Der größte Lebensmittelspediteur des Landes, die Nagel-Group aus Versmold in Nordrhein-Westfalen, hält die Versorgungslage weiter für sicher. "Persönlich gesagt, habe ich kein Verständnis für das Hamstern", sagte Vorstandsvorsitzender Carsten Taucke der "Welt".

Im Frühjahr habe es während des Lockdowns habe es zwar kurzzeitige Leerstände in den Regalen bei Nudeln, Toilettenpapier oder auch Desinfektionsmitteln gegeben. "Großangelegte Engpässe habe ich jedoch nirgends gesehen.

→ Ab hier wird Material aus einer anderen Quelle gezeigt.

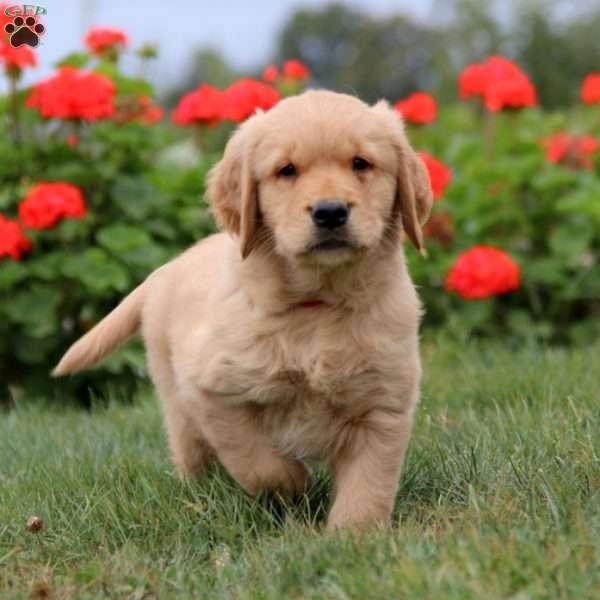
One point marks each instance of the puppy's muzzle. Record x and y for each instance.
(330, 214)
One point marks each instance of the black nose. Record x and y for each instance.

Jetzt erleben wir eine Art Lockdown light, die Einschränkungen sind geringer als damals", sagte der Manager.

Sein Unternehmen habe rund 12.500 Kunden unter den Lebensmittelherstellern wie auch im Lebensmitteleinzelhandel und daher einen umfassenden Überblick über die Lage. "Ich kann nur sagen, dass es keine Notwendigkeit zum Hamstern gibt, weil die Produkte da sind", sagte Taucke. Die Hochphase des Weihnachtsgeschäfts fange für sein Transportunternehmen jetzt an. "Wir sind in unseren Lagerstandorten darauf vorbereitet", sagte der Unternehmer. In Deutschland fährt kein anderer Spediteur mehr Wurst, Käse, Milch, Nudeln, Müsli, Schokolade oder andere Lebensmittel zu Supermärkten wie Aldi, Rewe, Metro, Netto oder Edeka als das Familienunternehmen Nagel-Group. Zugleich übte der Logistikmanager Kritik an der Deutschen Bahn.

"Mit Blick auf die Anforderungen der Lebensmittellogistik ist die Bahn keine Alternative zur Straße", sagte der Vorstandsvorsitzende der "Welt". In seinem Unternehmen etwa müssten 90 Prozent der am Tag bestellten Lieferungen am nächsten Morgen beim Kunden eintreffen. "So etwas versuchen Sie einmal mit der Bahn hinzubekommen", sagte der Manager. Das Gleisnetz sei seit der Bahnreform von 1994 um 20 Prozent geschrumpft. Über 6.000 Trassenkilometer seien mittlerweile stillgelegt. "Die Bahn muss ihre Gleisstrecken revitalisieren und Kapazitäten erhöhen. Und sie muss vor allem zuverlässig sein", fordert Taucke. Auf die Ankündigung der neuen Vorstandschefin der Güterbahn, Sigrid Nikutta, jedes Jahr die Ladung von 25 Millionen Lkw von der Straße auf die Schiene holen zu wollen, reagierte der Manager abwartend. "Das ist ein interessanter Gedanke. Es gibt jede Menge Volumen für die Bahn, Transport auf die Schiene zu holen", sagte Taucke. Alle rdings bleibe es abzuwarten, "was von den Ankündigungen von Frau Nikutta am Ende eingelöst" werde.